The Parliament of Victoria Road Safety Committee has recently tabled its report for the Inquiry into Motorcycle Safety.
It makes 64 recommendations.
The Committee found there has been a 70% increase in the number of registered motorcycles from 2001 to 2011, and a 37% increase in licensees between 2002 and 2010.
The funding of road safety was investigated, with the recommendation that the motorcycle safety levy be abolished and funds derived from enforcement practices be transferred into a specific road safety fund, eliminating the financial burden currently placed on motorcycle riders.
Important key recommendations include:
Recommendation 1: That an independent office of road safety data be created, which will be responsible for collecting, collating, interpreting and publishing all data relevant to road safety.
Recommendation 12: That an on-road training component for learner riders, and on-road testing component for probationary riders, be introduced.
Recommendation 13: That VicRoads and the Transport Accident Commission (TAC) treat off-road motorcycle safety no differently to that of on-road motorcycles.
Recommendation 23: That a ‘Motorcycle Safety Awareness Week’ be held annually in Victoria in conjunction with the Phillip Island MotoGP.
Recommendation 25: That the motorcycle safety levy be abolished.
Recommendation 37: That VicRoads initiate a consultation process, based on the Swedish OLA (Objective facts, List of solutions, Addressed action plans) method, for motorcycle safety that involves all road safety agencies, motorcycle clubs, stakeholders and groups, and members of the broader community with a view to developing new safety initiatives.
Recommendation 44: That motorcycle advocacy groups in Victoria continue to work towards greater cooperation and coordination amongst themselves, particularly when engaging with road safety agencies.
Recommendation 45: That VicRoads and the TAC, in conjunction with road safety researchers, undertake a crash reporting and investigation study, using the Motorcycle Accident In-Depth Study approach as a model.
Recommendation 52: That a star rating system for protective motorcycle clothing, which includes boots, gloves, jackets, pants and armour, be established within 24 months, and be fully functioning within 36 months, of the tabling of this report.
Recommendation 59: That the benefits and risks of filtering, as distinct from lane splitting, be reviewed with the aim of re-introducing filtering in Victoria.
Recommendation 62: That the hypothecation of funds derived from enforcement, and their transfer to a specific road safety fund which could be used to supplement existing funding for road safety measures, including those aimed at motorcyclists, such as that in Western Australia and New South Wales, be implemented in Victoria.

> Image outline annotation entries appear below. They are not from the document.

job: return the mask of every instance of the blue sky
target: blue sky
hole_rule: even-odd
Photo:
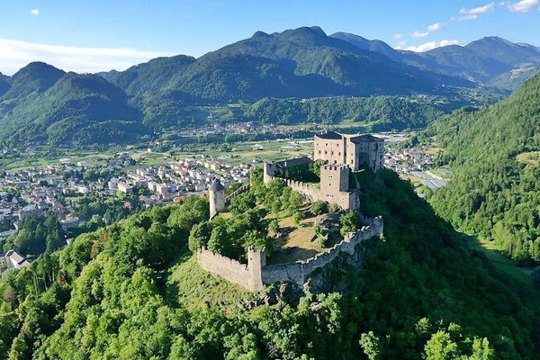
[[[417,51],[490,35],[540,46],[540,0],[0,0],[0,72],[8,75],[33,60],[122,70],[305,25]]]

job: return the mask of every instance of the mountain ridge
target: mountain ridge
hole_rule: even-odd
[[[502,57],[504,61],[476,54],[485,53],[489,46],[497,46],[505,54],[522,51]],[[56,122],[66,125],[68,119],[76,119],[73,124],[77,125],[65,129],[80,130],[88,122],[118,121],[159,130],[165,124],[192,123],[192,112],[184,111],[186,106],[255,103],[264,98],[450,97],[491,77],[493,86],[508,89],[536,70],[535,64],[508,63],[536,61],[536,51],[532,45],[484,38],[469,48],[450,46],[413,53],[354,34],[328,36],[320,27],[301,27],[272,34],[256,32],[198,58],[157,58],[92,78],[69,75],[77,81],[61,83],[58,87],[69,86],[60,92],[50,89],[66,74],[74,73],[36,61],[13,76],[0,76],[0,140],[49,140],[49,127]],[[71,86],[76,83],[78,86]],[[55,134],[58,130],[65,133],[59,125],[53,130]],[[69,140],[64,135],[55,139]]]

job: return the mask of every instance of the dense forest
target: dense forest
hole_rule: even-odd
[[[357,177],[363,211],[384,218],[362,269],[342,257],[308,293],[269,286],[276,300],[265,303],[198,269],[190,230],[209,207],[190,197],[5,274],[0,358],[537,358],[532,290],[470,250],[395,173]]]
[[[442,118],[427,133],[446,149],[452,181],[438,213],[522,263],[540,262],[540,74],[509,98]]]

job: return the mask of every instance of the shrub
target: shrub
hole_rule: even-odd
[[[325,202],[317,201],[311,204],[311,212],[313,215],[320,215],[328,212],[328,206]]]

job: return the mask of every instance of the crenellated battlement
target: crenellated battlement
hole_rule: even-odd
[[[253,247],[248,249],[248,265],[205,248],[197,252],[197,258],[204,270],[250,291],[261,290],[263,284],[281,282],[292,282],[302,286],[310,274],[331,263],[339,253],[355,255],[358,244],[368,238],[382,236],[382,218],[378,216],[371,220],[369,226],[346,235],[338,244],[324,252],[293,263],[266,266],[265,250],[258,251]]]

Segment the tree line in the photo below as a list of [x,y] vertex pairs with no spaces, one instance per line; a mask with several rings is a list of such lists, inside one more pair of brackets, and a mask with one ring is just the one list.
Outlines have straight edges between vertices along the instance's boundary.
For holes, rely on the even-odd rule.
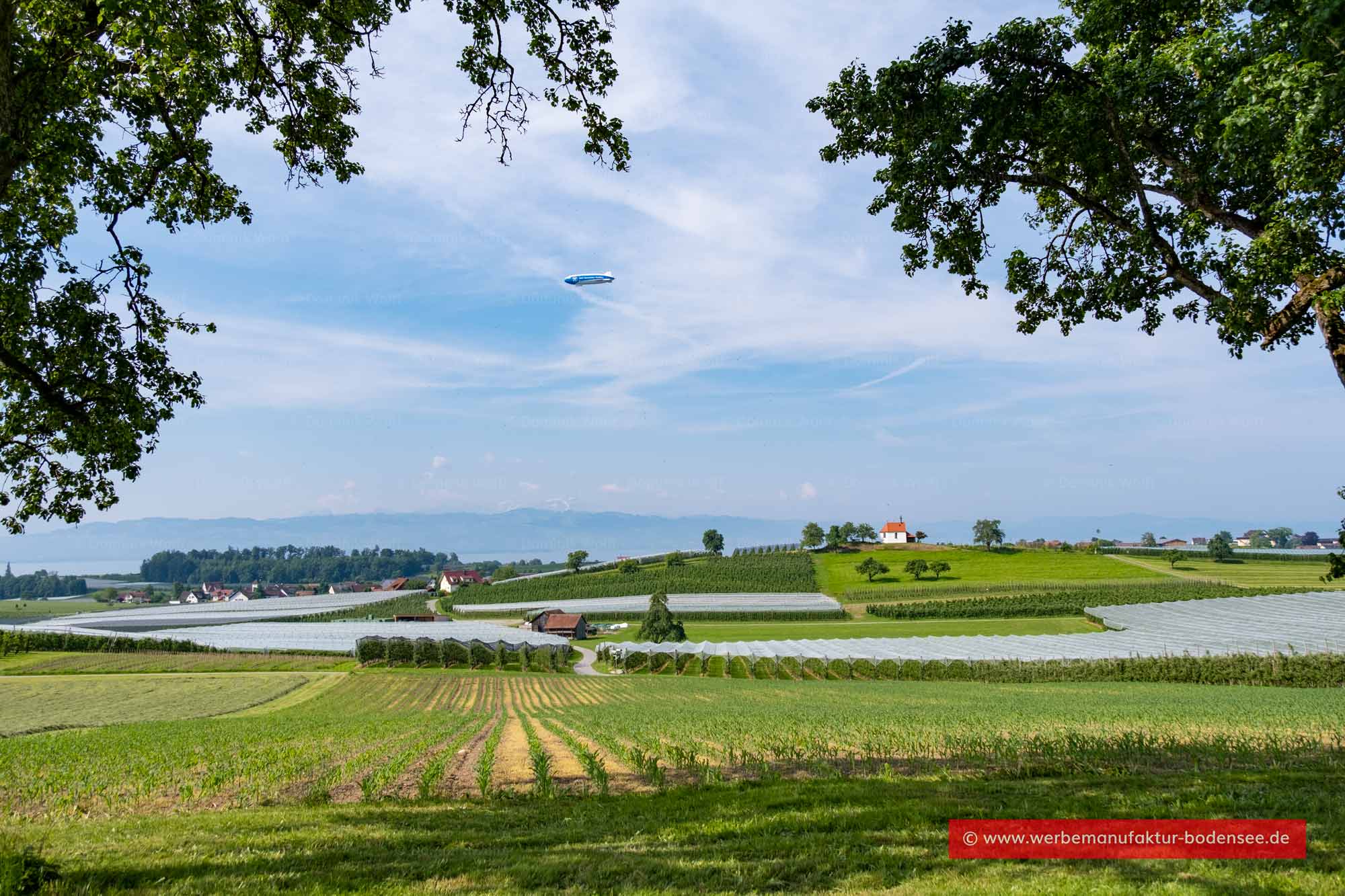
[[15,576],[9,564],[0,576],[0,600],[40,600],[42,597],[66,597],[83,595],[89,585],[79,576],[61,576],[39,569],[24,576]]

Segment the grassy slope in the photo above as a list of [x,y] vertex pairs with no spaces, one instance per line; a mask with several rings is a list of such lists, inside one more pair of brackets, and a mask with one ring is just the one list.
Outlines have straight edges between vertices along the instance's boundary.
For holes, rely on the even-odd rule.
[[[1340,774],[816,780],[15,827],[69,892],[1337,892]],[[1307,818],[1307,861],[952,861],[948,818]],[[562,821],[564,819],[564,821]],[[184,837],[183,831],[191,831]],[[133,845],[133,846],[130,846]]]
[[1326,561],[1276,562],[1274,560],[1240,560],[1231,564],[1216,564],[1212,560],[1181,560],[1176,568],[1166,560],[1147,557],[1124,557],[1127,564],[1154,569],[1162,573],[1194,578],[1221,578],[1247,588],[1345,588],[1342,583],[1323,585],[1319,576],[1326,572]]
[[[97,600],[0,600],[0,624],[12,619],[38,616],[69,616],[71,613],[93,613],[100,609],[117,609],[117,604],[104,604]],[[121,607],[125,609],[125,607]]]
[[[877,576],[869,583],[866,576],[854,570],[861,560],[874,557],[885,562],[890,572]],[[916,553],[909,550],[874,550],[855,553],[816,553],[818,584],[823,593],[842,596],[847,589],[857,588],[901,588],[902,585],[967,585],[972,583],[1014,583],[1014,581],[1096,581],[1112,578],[1155,578],[1165,573],[1134,564],[1118,562],[1111,557],[1060,553],[1059,550],[1021,550],[1017,548],[998,552],[978,549],[942,550],[937,553]],[[943,560],[952,566],[937,581],[928,576],[916,583],[911,573],[901,572],[908,560]]]
[[[1050,619],[931,619],[898,622],[863,618],[846,622],[738,622],[686,623],[689,640],[785,640],[799,638],[921,638],[928,635],[1061,635],[1102,631],[1083,616]],[[639,624],[578,642],[599,644],[607,640],[638,640]]]
[[218,716],[274,700],[304,673],[0,678],[0,736],[44,728]]

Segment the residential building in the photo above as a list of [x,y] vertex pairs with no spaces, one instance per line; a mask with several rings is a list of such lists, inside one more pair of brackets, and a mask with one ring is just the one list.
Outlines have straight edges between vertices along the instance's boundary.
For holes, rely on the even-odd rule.
[[533,631],[564,638],[586,638],[588,623],[582,613],[562,613],[560,609],[543,609],[533,616]]
[[909,533],[907,533],[905,521],[885,522],[882,529],[878,530],[878,541],[884,545],[904,545],[909,541]]
[[480,585],[486,580],[475,569],[445,569],[438,574],[438,589],[449,595],[464,585]]

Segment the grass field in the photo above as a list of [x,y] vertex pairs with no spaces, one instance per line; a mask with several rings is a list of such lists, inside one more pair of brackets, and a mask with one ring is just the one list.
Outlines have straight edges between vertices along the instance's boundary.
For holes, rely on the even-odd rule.
[[351,657],[299,654],[77,654],[47,652],[0,657],[0,675],[75,675],[104,673],[184,671],[347,671]]
[[[43,693],[43,721],[113,678],[288,677],[0,687]],[[1332,892],[1345,873],[1336,689],[319,678],[261,716],[0,739],[7,844],[40,845],[65,892]],[[1306,817],[1309,860],[947,858],[954,817],[1231,815]]]
[[0,678],[0,737],[52,728],[219,716],[311,681],[304,673]]
[[[580,640],[600,644],[609,640],[639,640],[639,624],[601,638]],[[931,619],[898,622],[866,616],[846,622],[740,622],[686,623],[687,640],[790,640],[799,638],[923,638],[929,635],[1064,635],[1102,631],[1083,616],[1053,619]]]
[[[861,560],[874,557],[888,565],[890,572],[876,576],[869,583],[868,576],[855,572]],[[908,560],[932,562],[942,560],[952,569],[937,581],[925,574],[920,581],[902,572]],[[1112,557],[1085,553],[1060,553],[1059,550],[1024,550],[1005,548],[1002,550],[978,550],[955,548],[939,552],[913,550],[865,550],[854,553],[815,553],[818,585],[822,592],[843,597],[847,591],[859,588],[902,588],[912,585],[937,587],[947,583],[959,587],[979,583],[1022,583],[1022,581],[1095,581],[1120,578],[1153,578],[1165,573],[1135,564],[1119,562]]]
[[[15,825],[67,892],[1340,892],[1337,772],[742,783]],[[1307,818],[1306,861],[955,861],[948,818]],[[190,835],[184,835],[190,831]]]
[[0,600],[0,624],[15,619],[40,616],[69,616],[71,613],[93,613],[100,609],[114,609],[116,604],[73,597],[70,600]]
[[1231,564],[1216,564],[1204,557],[1181,560],[1177,566],[1169,566],[1166,560],[1157,557],[1123,557],[1123,562],[1162,573],[1189,576],[1193,578],[1221,578],[1247,588],[1345,588],[1345,583],[1323,585],[1321,576],[1326,572],[1326,560],[1319,564],[1287,562],[1275,560],[1239,560]]

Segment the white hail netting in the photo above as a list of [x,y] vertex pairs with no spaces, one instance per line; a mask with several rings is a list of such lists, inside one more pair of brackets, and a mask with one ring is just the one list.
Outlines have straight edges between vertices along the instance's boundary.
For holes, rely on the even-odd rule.
[[[525,609],[562,609],[568,613],[605,613],[623,611],[644,611],[650,607],[650,595],[625,595],[623,597],[581,597],[576,600],[521,600],[507,604],[455,604],[455,612],[518,612]],[[824,611],[841,609],[831,597],[808,592],[771,593],[726,593],[726,595],[668,595],[668,609],[686,612],[781,612],[781,611]]]
[[1110,628],[1080,635],[616,643],[612,651],[799,659],[1110,659],[1182,654],[1345,652],[1345,593],[1089,607]]
[[[254,622],[258,619],[285,619],[330,613],[364,604],[377,604],[422,591],[366,591],[348,595],[312,595],[309,597],[256,597],[253,600],[218,601],[208,604],[157,604],[128,609],[104,609],[91,613],[71,613],[61,618],[62,626],[95,623],[98,627],[125,624],[128,630],[151,624],[213,624]],[[428,599],[426,599],[428,600]],[[429,612],[426,609],[425,612]]]
[[468,643],[482,640],[488,644],[568,644],[560,635],[543,635],[523,628],[492,626],[490,623],[393,623],[393,622],[332,622],[332,623],[239,623],[235,626],[204,626],[200,628],[156,628],[153,631],[118,632],[100,628],[79,628],[61,623],[34,623],[17,627],[28,631],[70,632],[74,635],[102,635],[113,638],[130,635],[134,638],[172,638],[190,640],[222,650],[323,650],[352,651],[360,638],[432,638],[434,640],[457,640]]

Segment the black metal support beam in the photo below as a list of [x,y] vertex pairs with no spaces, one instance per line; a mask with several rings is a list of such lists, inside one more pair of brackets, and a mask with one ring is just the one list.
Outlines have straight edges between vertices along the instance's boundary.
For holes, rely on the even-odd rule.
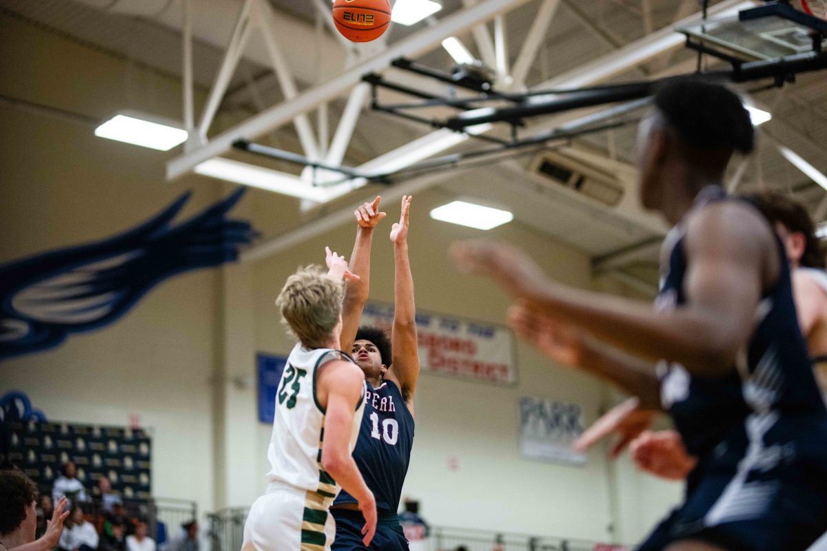
[[405,58],[394,59],[390,64],[397,69],[409,71],[410,73],[416,73],[417,74],[422,74],[433,78],[434,80],[441,80],[443,83],[447,83],[458,88],[472,90],[474,92],[480,92],[482,93],[496,94],[496,92],[495,92],[494,88],[491,87],[491,83],[489,82],[478,80],[476,78],[469,78],[467,77],[457,78],[451,73],[437,71],[437,69],[426,67],[425,65],[422,65],[415,61],[411,61],[410,59],[407,59]]
[[[308,166],[313,169],[322,169],[323,170],[329,170],[331,172],[336,172],[344,176],[347,176],[347,179],[356,178],[367,178],[369,179],[372,179],[372,177],[369,177],[365,174],[360,173],[353,167],[333,166],[332,164],[320,163],[318,161],[314,161],[311,159],[308,159],[304,155],[299,155],[298,154],[292,153],[290,151],[284,151],[284,150],[279,150],[275,147],[262,145],[261,144],[247,141],[246,140],[238,140],[233,142],[232,146],[237,150],[240,150],[241,151],[255,153],[256,154],[264,155],[270,159],[275,159],[280,161],[285,161],[287,163],[293,163],[294,164],[299,164],[301,166]],[[377,181],[382,181],[382,180],[380,178],[378,178]]]
[[[771,61],[743,63],[723,71],[705,73],[700,77],[721,81],[745,83],[763,78],[775,78],[781,86],[792,76],[827,69],[827,54],[811,52],[791,55]],[[550,102],[524,107],[492,110],[476,116],[457,116],[449,119],[447,126],[452,130],[462,130],[475,125],[490,122],[511,122],[523,117],[549,115],[581,107],[595,107],[652,95],[656,87],[667,79],[653,80],[617,86],[583,88],[564,94],[565,97]]]

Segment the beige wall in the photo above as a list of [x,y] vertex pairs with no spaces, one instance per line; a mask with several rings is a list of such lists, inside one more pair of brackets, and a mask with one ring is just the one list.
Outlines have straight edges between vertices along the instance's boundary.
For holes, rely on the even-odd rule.
[[[124,107],[176,114],[174,81],[6,17],[0,36],[3,95],[99,118]],[[189,188],[184,216],[219,197],[209,182],[166,183],[170,154],[96,138],[93,126],[5,102],[0,121],[0,263],[112,235]],[[153,435],[155,493],[211,508],[220,288],[214,270],[165,282],[112,325],[4,362],[0,393],[22,390],[54,420],[126,425],[140,416]]]
[[[179,112],[174,80],[4,16],[0,35],[0,94],[98,118],[123,107]],[[0,121],[0,262],[111,235],[187,189],[194,195],[185,215],[230,189],[198,177],[168,183],[163,167],[174,153],[100,140],[90,126],[5,103]],[[409,240],[418,306],[502,323],[506,297],[487,281],[460,275],[447,259],[452,241],[481,232],[431,221],[428,211],[446,199],[436,191],[414,198]],[[271,235],[317,215],[297,207],[252,191],[237,211]],[[390,218],[398,216],[397,204],[385,207]],[[392,221],[377,232],[373,254],[371,298],[386,302],[393,297]],[[251,265],[167,281],[115,325],[4,363],[0,393],[21,389],[58,420],[125,425],[138,414],[154,435],[156,495],[195,499],[203,510],[248,505],[264,487],[270,438],[270,427],[256,419],[255,354],[285,354],[292,347],[273,301],[297,266],[323,261],[325,245],[349,254],[353,235],[347,224]],[[528,249],[558,279],[591,286],[584,254],[518,224],[491,235]],[[628,463],[610,468],[605,449],[579,468],[521,458],[519,397],[576,401],[590,421],[608,392],[590,378],[549,367],[524,344],[516,359],[519,380],[509,387],[423,374],[405,494],[420,499],[437,525],[605,539],[614,524],[619,539],[638,539],[676,489],[650,483]],[[453,458],[457,470],[448,468]]]

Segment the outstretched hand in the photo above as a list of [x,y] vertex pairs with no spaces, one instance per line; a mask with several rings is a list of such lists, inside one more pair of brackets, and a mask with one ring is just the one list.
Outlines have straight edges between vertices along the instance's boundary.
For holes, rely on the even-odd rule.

In completing the report, the Committee received 76 written submissions from a wide range of stakeholders including individuals, government agencies, rider groups, health professionals and motorcycle representative groups. During the course of the Inquiry, the Committee received evidence from over 100 witnesses in both Melbourne and regional Victoria and also met with a number of international motorcycle safety experts.
The Victorian Government is required to table a response to the report within six months.